Thursday, September 21, 2017

Extended Childhood

Teenagers aren't so eager to grow up as they used to be:
…teenagers are increasingly delaying activities that had long been seen as rites of passage into adulthood. The study, published Tuesday in the journal Child Development, found that the percentage of adolescents in the U.S. who have a driver’s license, who have tried alcohol, who date, and who work for pay has plummeted since 1976, with the most precipitous decreases in the past decade.

The declines appeared across race, geographic, and socioeconomic lines, and in rural, urban, and suburban areas.

…Between 1976 and 1979, 86 percent of high school seniors had gone on a date; between 2010 and 2015 only 63 percent had, the study found. During the same period, the portion who had ever earned money from working plunged from 76 to 55 percent. And the portion who had tried alcohol plummeted from 93 percent between 1976 and 1979 to 67 percent between 2010 and 2016.

Teens have also reported a steady decline in sexual activity in recent decades, as the portion of high school students who have had sex fell from 54 percent in 1991 to 41 percent in 2015, according to Centers for Disease Control statistics.
Thoughts about the underlying cause?

We joke at my house that our kids want to hang around and do nothing because we have made home too pleasant for them; we say, "If only we'd beaten them more, they'd want to get jobs and leave." But seriously, have video games, movies on demand, the internet and friendly parenting made it more fun to just be 16 without worrying about rushing into adulthood? Is watching Bojack Horseman while you post on Facebook more fun than driving to a vacant lot to drink beer?
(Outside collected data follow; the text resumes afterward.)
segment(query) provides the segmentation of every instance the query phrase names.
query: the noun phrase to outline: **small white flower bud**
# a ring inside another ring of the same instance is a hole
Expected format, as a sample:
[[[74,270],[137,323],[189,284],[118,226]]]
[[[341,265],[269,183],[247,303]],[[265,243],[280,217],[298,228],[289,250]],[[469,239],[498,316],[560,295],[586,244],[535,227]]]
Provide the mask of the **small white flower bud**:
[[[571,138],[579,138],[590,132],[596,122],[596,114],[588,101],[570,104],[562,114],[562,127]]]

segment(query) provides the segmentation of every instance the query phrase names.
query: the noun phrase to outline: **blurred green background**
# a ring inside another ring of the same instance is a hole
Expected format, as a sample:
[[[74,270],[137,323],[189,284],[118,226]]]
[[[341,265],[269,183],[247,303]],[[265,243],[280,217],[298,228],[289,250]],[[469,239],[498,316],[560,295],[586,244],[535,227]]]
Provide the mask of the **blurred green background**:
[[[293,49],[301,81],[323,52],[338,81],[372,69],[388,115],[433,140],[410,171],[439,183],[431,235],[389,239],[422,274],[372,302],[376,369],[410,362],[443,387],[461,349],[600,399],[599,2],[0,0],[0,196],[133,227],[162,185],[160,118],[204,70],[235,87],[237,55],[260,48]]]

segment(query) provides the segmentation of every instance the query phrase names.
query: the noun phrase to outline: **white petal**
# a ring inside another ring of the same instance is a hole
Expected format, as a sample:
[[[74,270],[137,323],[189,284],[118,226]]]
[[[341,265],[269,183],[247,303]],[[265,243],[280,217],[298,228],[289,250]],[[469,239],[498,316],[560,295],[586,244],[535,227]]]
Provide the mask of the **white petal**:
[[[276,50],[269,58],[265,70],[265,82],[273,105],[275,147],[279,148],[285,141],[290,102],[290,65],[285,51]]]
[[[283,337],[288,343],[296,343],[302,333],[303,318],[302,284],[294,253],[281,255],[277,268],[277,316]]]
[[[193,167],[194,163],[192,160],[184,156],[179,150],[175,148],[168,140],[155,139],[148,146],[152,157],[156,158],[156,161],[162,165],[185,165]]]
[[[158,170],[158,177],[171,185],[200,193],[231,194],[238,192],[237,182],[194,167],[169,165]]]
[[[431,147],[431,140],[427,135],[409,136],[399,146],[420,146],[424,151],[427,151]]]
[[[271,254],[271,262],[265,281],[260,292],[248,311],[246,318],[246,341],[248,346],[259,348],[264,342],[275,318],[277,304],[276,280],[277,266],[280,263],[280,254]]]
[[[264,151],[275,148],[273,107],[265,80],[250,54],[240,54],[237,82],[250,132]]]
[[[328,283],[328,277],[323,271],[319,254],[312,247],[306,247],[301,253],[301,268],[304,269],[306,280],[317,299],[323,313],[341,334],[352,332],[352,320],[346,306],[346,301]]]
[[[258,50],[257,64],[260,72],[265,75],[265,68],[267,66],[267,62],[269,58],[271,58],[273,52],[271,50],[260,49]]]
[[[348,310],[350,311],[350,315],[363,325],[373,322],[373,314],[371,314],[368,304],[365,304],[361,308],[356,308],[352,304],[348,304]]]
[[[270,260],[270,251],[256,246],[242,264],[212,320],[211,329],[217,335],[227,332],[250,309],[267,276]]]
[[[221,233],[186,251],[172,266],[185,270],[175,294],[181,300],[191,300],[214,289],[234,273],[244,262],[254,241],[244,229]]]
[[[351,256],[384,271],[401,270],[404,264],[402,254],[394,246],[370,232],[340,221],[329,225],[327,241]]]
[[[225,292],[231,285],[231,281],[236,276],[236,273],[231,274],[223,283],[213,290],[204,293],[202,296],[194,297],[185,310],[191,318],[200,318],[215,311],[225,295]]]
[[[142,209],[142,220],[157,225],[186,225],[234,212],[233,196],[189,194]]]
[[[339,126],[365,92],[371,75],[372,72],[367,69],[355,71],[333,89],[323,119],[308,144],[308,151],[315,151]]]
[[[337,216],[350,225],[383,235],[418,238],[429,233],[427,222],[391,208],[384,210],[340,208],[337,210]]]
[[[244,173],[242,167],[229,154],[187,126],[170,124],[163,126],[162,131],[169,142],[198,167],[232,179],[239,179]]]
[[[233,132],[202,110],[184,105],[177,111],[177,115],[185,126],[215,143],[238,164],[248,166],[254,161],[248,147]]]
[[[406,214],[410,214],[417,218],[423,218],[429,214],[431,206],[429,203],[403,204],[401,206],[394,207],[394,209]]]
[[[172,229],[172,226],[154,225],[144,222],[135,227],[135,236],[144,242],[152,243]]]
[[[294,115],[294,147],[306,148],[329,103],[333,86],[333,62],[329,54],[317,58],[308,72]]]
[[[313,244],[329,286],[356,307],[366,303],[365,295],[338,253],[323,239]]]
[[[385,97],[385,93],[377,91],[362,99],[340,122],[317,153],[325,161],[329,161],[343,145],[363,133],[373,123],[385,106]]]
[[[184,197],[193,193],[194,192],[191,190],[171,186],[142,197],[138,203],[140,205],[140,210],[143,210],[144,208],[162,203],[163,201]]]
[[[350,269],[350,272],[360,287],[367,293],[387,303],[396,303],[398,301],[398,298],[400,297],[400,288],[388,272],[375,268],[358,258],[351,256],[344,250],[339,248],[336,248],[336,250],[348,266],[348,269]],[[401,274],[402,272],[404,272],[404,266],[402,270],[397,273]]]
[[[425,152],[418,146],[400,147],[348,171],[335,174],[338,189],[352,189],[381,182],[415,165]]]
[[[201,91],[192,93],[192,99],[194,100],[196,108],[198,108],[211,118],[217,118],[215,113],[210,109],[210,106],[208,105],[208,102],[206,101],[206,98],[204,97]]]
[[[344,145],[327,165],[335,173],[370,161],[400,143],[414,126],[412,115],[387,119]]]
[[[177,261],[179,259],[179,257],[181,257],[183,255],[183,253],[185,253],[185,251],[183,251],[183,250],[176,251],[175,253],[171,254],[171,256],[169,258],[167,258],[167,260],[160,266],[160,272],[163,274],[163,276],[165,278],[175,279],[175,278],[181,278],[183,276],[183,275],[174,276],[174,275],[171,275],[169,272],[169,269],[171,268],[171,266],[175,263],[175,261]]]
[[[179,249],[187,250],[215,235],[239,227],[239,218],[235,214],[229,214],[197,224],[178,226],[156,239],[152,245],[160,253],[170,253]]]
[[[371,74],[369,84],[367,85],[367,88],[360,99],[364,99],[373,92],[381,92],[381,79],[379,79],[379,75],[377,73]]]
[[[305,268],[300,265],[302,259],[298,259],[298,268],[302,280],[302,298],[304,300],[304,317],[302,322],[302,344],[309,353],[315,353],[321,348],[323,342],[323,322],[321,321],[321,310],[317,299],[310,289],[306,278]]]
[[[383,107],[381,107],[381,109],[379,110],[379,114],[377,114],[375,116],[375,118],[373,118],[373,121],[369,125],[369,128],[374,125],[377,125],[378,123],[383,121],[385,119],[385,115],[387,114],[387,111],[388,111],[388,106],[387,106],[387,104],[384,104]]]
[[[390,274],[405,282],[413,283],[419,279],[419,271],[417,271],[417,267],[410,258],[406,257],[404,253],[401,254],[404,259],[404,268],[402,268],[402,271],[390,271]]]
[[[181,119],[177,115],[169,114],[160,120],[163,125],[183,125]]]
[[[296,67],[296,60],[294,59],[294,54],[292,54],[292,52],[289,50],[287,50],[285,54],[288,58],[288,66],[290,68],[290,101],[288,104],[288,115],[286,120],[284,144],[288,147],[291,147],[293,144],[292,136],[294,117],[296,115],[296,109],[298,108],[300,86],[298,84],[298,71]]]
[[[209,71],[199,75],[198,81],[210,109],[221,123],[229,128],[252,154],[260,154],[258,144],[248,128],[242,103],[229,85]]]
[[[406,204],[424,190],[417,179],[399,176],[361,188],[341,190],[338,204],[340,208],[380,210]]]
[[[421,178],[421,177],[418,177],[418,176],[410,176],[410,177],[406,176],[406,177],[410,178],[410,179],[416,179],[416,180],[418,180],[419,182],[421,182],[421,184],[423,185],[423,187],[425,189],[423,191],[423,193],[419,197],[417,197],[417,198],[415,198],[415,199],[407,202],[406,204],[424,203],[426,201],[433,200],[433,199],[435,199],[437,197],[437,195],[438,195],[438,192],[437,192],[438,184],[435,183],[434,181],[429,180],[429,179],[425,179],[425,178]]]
How big a part does anxiety play? The percentage of teenagers who report serious anxiety has (depending on who you ask) doubled or tripled or quintupled. Is anxiety keeping them from going on dates or getting jobs? If so, is that related to gentle parenting and the joys of cocooning at home, or is it caused by something else?

Why don't teenagers want jobs? Could it be because they already feel rich enough? I mean, if you have a smart phone and a computer with a broadband hookup, what else do you need? And if this is true, does it mean there is something wrong with the economic statistics that say the median household is no better off than a generation ago?

1 comment:

  1. I think friendly parenting, anxiety, material contentment--they all play a role.

    Perhaps one thing to do is keep in mind that our tough ancestors who repressed their anxiety and got things done did so not because they were better than us, but because they largely had no choice.